This begins with a question that is “methodically chosen by the teacher with specific learning goals in mind.” With a rich task in mind, Daphne can anticipate common errors while coupling her strategies together to address them once students hit these common misunderstandings.

She points out “that’s where you focus on the errors and try to have the students work through them so that they can learn from their misconceptions… the teacher doesn’t scaffold, rather asks questions to prompt the students thinking.”

The TQE process hinges on conceptual learning and grasping the WHY beneath the surface. Students are supported in making meaningful connections, facilitating the creation of rich and deep comprehension of the world around us through a math lens. As Daphne aptly put it, “if you’re not understanding the purpose or the meaning behind it, it’s meaningless to you.”

I asked Daphne how her classroom environment has changed since she began rethinking her math course. “Manipulatives [are] everywhere,” in her classroom so math becomes more tactical and real-life, where students can play with mathematical concepts through materials. This way, they physically connect to the learning.

Another strategy Daphne began using was to install whiteboards on all her walls and her tables. Students are able to stand or sit while they discuss, guess, problem-solve all while being able to easily erase ideas or mistakes. This powerful idea of embracing mistakes and the impermanent nature of the whiteboards really got her students excited about playing with math concepts. Errors were now respected and required for deeper understanding all in a non-threatening way because students could simply wipe away mistakes as they figured things out.

Daphne further explains that whiteboards act, “as a display of their strategies. [It was] a great visual for gallery walks and working out their problems so they could discuss.” She has observed that, “they’re not afraid to make mistakes because they could just wipe them away. Mistakes are really seen as an opportunity for learning and productive struggle becomes part of the classroom culture.”

Much of Daphne’s newfound confidence in her math class came from this professional development opportunity where she could watch in real-time as other teachers addressed common math mistakes. This allowed her to observe how they would question the students and gently guide them towards their own understanding of key concepts like fractions and place value.

Adopting this teacher’s model not only propelled Daphne into loving math, but allowed her students to realize the *why* behind a mathematical formula without having to leaf through her textbook for the right answer. And get this: She now feels so much more comfortable teaching math. She explains, “that I don’t use textbooks because I have enough experience to be able to feel comfortable to develop my own research tasks and go from there.”

Some closing advice for teachers struggling with teaching math in their classrooms: Find a Math teacher whose class’ culture features productive struggle, problem-solving, rich tasks, questioning; A class that celebrates mistakes, discovery, or using manipulatives for hands-on learning! Watch them deliver a lesson, observe how they question without giving answers, or how understanding for all is the crux of the class versus centering solely on the content.

Then, it’s your turn! Film yourself giving a math lesson and deconstruct it along with a colleague or a consultant. Cultural shifts take time.
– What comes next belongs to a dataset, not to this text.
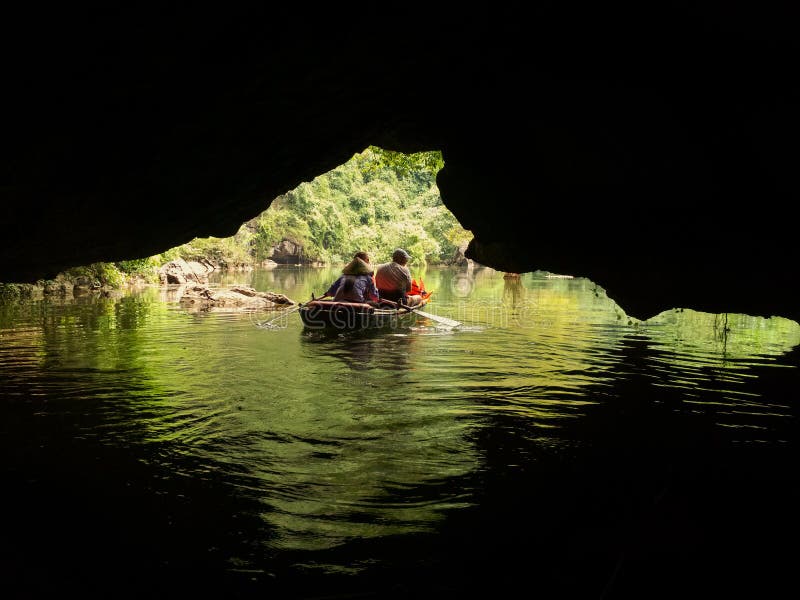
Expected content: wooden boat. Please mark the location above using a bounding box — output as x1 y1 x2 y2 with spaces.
299 293 432 330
It doesn’t happen overnight, but rest assured, as Daphne says, “the more we learn, the better we teach.”

### References

Dixon, Nolan, Adams, et al. (2016). *Making Sense of Mathematics for Teaching*. Solution Tree. [book series]. https://www.solutiontree.com/ca/products/making-sense-of-mathematics-series.html

While I am not a math teacher, I ended up having to be one at home to my school-age daughter. We used manipulatives extensively at home, all the way through elementary. Most teachers stop using tactile learning tools after Cycle 1. However, developmentally speaking, students still need them for far longer to make sense of math concepts that, let’s face it, are quite abstract when divorced from their real world application. While method is certainly good to have (steps etc), it does not replace solid understanding, and being able to visualize the math in a real way. I would add that an in-between step for kids could be to draw pictograms of the problems they are trying to solve. I still do this.